Another business bites the dust in Johns Creek, Georgia. This time out it is 37 Main. This self-described rock café closed its doors due to several noise violations, fines and threats to its liquor license.
This latest business closing episode leaves puzzling. Why was the business allowed to open up near a residential neighborhood in the first place? I’m speculating here, but perhaps no one realized that there would be live and rather loud musical acts coming into the venue? When the venue opened, maybe city leaders thought that there would be food, wine, beer, spirits and acoustic performances only?
Obviously 37 Main was a success drawing in diverse crowds to experience a range of eclectic entertainment along with food and drinks. That’s great for a business employing dozens of people along with helping a city to grow. So what’s the problem? Here’s a business not only helping to expand the tax base, but also bringing in diversity to the city.
Did comity between city and business have a chance here? Judging from its past behavior, it didn’t look like the city was attempting to be empathetic with the business. Since the 37 Main’s location was problematic, did the business ponder or have a chance to move to a more business-centric location, away from homes? After all, if there are loyal patrons to 37 Main, they will follow. On the other hand, it’s cheaper to either stay put or simply close. 37 Main chose the latter.

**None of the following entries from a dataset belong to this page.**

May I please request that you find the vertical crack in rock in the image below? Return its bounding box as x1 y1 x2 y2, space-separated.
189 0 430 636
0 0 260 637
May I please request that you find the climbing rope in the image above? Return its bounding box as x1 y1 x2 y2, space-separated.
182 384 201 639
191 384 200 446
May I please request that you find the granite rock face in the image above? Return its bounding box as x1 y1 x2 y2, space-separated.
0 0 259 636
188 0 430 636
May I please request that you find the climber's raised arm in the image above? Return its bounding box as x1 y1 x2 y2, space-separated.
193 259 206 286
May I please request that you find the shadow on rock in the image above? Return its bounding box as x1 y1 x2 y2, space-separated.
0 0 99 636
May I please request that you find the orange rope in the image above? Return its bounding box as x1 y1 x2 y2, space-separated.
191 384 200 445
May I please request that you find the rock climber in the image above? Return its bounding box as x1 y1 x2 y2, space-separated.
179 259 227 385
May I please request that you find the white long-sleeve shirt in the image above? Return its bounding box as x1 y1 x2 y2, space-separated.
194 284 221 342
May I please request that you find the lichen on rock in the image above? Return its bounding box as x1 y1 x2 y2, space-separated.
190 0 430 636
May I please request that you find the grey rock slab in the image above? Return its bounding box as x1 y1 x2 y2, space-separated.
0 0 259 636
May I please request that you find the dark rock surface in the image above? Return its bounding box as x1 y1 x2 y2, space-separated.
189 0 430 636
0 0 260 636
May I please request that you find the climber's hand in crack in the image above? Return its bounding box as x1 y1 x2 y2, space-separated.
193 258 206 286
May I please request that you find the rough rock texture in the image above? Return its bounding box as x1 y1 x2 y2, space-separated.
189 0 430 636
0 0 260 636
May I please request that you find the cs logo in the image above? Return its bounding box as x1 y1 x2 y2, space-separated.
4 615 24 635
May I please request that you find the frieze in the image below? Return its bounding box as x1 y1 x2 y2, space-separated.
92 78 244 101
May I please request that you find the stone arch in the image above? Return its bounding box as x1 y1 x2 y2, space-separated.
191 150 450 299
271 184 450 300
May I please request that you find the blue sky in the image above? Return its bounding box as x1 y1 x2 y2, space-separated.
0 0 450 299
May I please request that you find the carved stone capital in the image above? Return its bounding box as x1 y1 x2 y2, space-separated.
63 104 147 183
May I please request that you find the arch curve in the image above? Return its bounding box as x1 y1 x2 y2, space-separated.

Johns Creek seems to be at another tipping point. Does it wish to grow along with its increased population or does it wish to stop progress? I honestly don’t think there’s a choice here because Johns Creek has grown up in the past few years. I don’t think they turn the clock back on progress. Indeed the city has plenty of culture and retail including a symphony, parks, shops, restaurants, car dealers and even hookah lounges. What? An adult bookshop gets run out of town, but this straight clean city has hookah lounges? That seems odd.
Recently, the city put out a “Just Say No” message to public transportation. Anyone who lives or visits in Johns Creek knows that it’s in desperate need of traffic relief. While improved roads, roundabouts and better timed lights are a nice Band-Aid on the problem, public transportation needs to be expanded in the area due to increased population.
Johns Creek cannot be a growing city which will continue to attract thriving venues like 37 Main and exist as a bedroom community. There’s no doubt that the city leaders would say that they can find a fuzzy middle in which to exist, but that’s seems to be impossible. Johns Creek ought to find a way to bring back 37 Main along with other interesting businesses and venues.